Aus dem kurzen Flirt für einen heißen EM-Sommer wird endgültig eine intensive Fußball-Liebe. Pünktlich zur großen Party zum 125. Geburtstag hat Julian Nagelsmann mit seiner Vertragsverlängerung dem Deutschen Fußball-Bund ein riesiges Geschenk gemacht. Der Bundestrainer bleibt über die WM 2026 im Amt. Er will bei der folgenden EM 2028 einen zusätzlichen Titelanlauf mit der deutschen Nationalmannschaft starten.
„Ich hätte mir im September 2023, als ich zum DFB gekommen bin, nicht vorstellen können, über die Heim-EM hinaus Bundestrainer zu sein. Unser großes Ziel war ein erfolgreiches Turnier“, erinnerte der 37-Jährige an die Abtastphase vor knapp eineinhalb Jahren. In gut 16 Monaten ist aus dem Testlauf aber eine gegenseitige Leidenschaft erwachsen.
„Ich habe mir damals aber auch nicht vorstellen können, was die Nationalmannschaft den Menschen in Deutschland bedeutet. Wie viele Herzen sie erreicht und bewegt. Dieses großartige Feedback, das wir alle, nicht nur ich, jeden Tag bekommen, zeigt uns, dass unser gemeinsamer Weg richtig ist“, sagte Nagelsmann.
An den Zielsetzungen mit dem großen Hunger nach Trophäen ließ der einstige Bayern-, Leipzig- und Hoffenheim-Coach keine Zweifel aufkommen. Der Weg sei noch nicht zu Ende. „Wir haben alle zusammen - Fans, Mannschaft und Trainerteam - etwas geschaffen, das wir jetzt erfolgreich weiterentwickeln wollen. Wir wollen zusammen Titel gewinnen“, kündigte Nagelsmann an.
Bestmöglich: 2026 vor den Toren von New York den WM-Pokal und 2028 im Fußball-Mekka Wembley den EM-Pott in den Händen halten. Nagelsmann liebt hohe Messlatten. Ob Assistent Sandro Wagner an seiner Seite bleibt, ist derweil noch unsicher. Der einstige Nationalstürmer wird immer wieder bei Bundesliga-Clubs als Chefcoach gehandelt und hat sich bislang nur bis 2026 gebunden.

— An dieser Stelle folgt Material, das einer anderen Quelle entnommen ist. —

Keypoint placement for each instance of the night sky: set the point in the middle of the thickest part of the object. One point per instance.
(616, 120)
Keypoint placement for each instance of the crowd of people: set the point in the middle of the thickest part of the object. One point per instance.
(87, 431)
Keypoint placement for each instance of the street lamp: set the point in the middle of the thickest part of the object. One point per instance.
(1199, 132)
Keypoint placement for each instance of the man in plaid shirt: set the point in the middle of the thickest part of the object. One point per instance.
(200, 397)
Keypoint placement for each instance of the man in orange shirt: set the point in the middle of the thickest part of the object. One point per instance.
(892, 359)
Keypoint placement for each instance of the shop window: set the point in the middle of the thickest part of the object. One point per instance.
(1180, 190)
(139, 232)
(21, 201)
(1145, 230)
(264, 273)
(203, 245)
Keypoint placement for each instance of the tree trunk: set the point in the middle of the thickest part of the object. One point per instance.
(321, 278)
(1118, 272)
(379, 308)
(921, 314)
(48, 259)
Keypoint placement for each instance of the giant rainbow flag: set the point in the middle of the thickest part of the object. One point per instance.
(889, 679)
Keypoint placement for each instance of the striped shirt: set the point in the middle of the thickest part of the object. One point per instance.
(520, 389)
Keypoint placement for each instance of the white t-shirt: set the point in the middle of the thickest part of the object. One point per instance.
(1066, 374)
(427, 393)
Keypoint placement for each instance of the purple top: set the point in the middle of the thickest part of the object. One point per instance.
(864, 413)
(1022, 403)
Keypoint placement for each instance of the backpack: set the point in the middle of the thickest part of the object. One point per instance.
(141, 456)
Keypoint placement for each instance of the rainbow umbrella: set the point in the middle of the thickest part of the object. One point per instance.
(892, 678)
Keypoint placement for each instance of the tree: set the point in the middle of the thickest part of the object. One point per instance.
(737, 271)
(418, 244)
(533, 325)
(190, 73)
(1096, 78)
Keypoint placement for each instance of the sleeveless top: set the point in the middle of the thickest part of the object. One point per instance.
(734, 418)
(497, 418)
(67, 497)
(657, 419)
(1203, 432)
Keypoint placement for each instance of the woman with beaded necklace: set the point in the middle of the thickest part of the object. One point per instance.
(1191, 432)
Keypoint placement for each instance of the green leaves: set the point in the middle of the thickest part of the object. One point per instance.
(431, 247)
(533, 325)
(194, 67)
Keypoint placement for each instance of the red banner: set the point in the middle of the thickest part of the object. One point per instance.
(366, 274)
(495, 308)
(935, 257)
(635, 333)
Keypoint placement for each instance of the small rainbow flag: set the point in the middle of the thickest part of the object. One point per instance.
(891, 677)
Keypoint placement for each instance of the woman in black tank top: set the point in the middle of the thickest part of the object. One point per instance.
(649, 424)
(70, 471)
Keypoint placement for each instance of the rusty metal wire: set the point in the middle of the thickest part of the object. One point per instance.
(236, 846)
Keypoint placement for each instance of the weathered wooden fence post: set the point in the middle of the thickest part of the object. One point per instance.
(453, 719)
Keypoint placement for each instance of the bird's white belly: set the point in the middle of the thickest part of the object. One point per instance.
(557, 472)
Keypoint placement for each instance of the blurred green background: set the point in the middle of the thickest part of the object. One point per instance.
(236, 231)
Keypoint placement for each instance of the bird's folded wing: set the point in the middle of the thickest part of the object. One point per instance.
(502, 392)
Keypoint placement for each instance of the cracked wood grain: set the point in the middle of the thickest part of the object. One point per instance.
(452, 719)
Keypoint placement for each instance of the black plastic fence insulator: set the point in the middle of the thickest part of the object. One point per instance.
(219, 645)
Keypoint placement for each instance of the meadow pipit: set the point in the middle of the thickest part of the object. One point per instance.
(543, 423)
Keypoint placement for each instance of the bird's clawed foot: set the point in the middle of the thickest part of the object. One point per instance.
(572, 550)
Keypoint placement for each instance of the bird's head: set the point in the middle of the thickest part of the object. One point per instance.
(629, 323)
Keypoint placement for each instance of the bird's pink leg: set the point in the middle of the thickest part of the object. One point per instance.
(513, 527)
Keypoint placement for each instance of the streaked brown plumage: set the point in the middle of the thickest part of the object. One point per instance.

Ein besseres Timing hätte es für den DFB und seinen Präsidenten Bernd Neuendorf jedenfalls nicht geben können. Am Freitag, wenige Stunden nach der Verkündung, empfing der Verbandsboss in der Kongresshalle am Zoo in Leipzig die große nationale und internationale Fußball-Prominenz zum Festakt anlässlich des 125. Verbands-Geburtstages.
FIFA-Boss Gianni Infantino, UEFA-Chef Aleksandar Ceferin, Ehrenspielführer wie Lothar Matthäus, Jürgen Klinsmann oder Philipp Lahm - alle können eines sehen: Der DFB kann nach Jahren der Krise mit und auch dank Nagelsmann und dessen Arbeit mit dem Nationalteam wieder für positive Schlagzeilen sorgen.
„Die Vertragsverlängerung von Julian Nagelsmann ist gerade angesichts unseres 125-jährigen Verbandsjubiläums ein ganz bedeutendes Signal. Es belegt, dass wir uns nicht auf den Erfolgen der Vergangenheit ausruhen, sondern vielmehr an neuen arbeiten“, äußerte DFB-Präsident Neuendorf.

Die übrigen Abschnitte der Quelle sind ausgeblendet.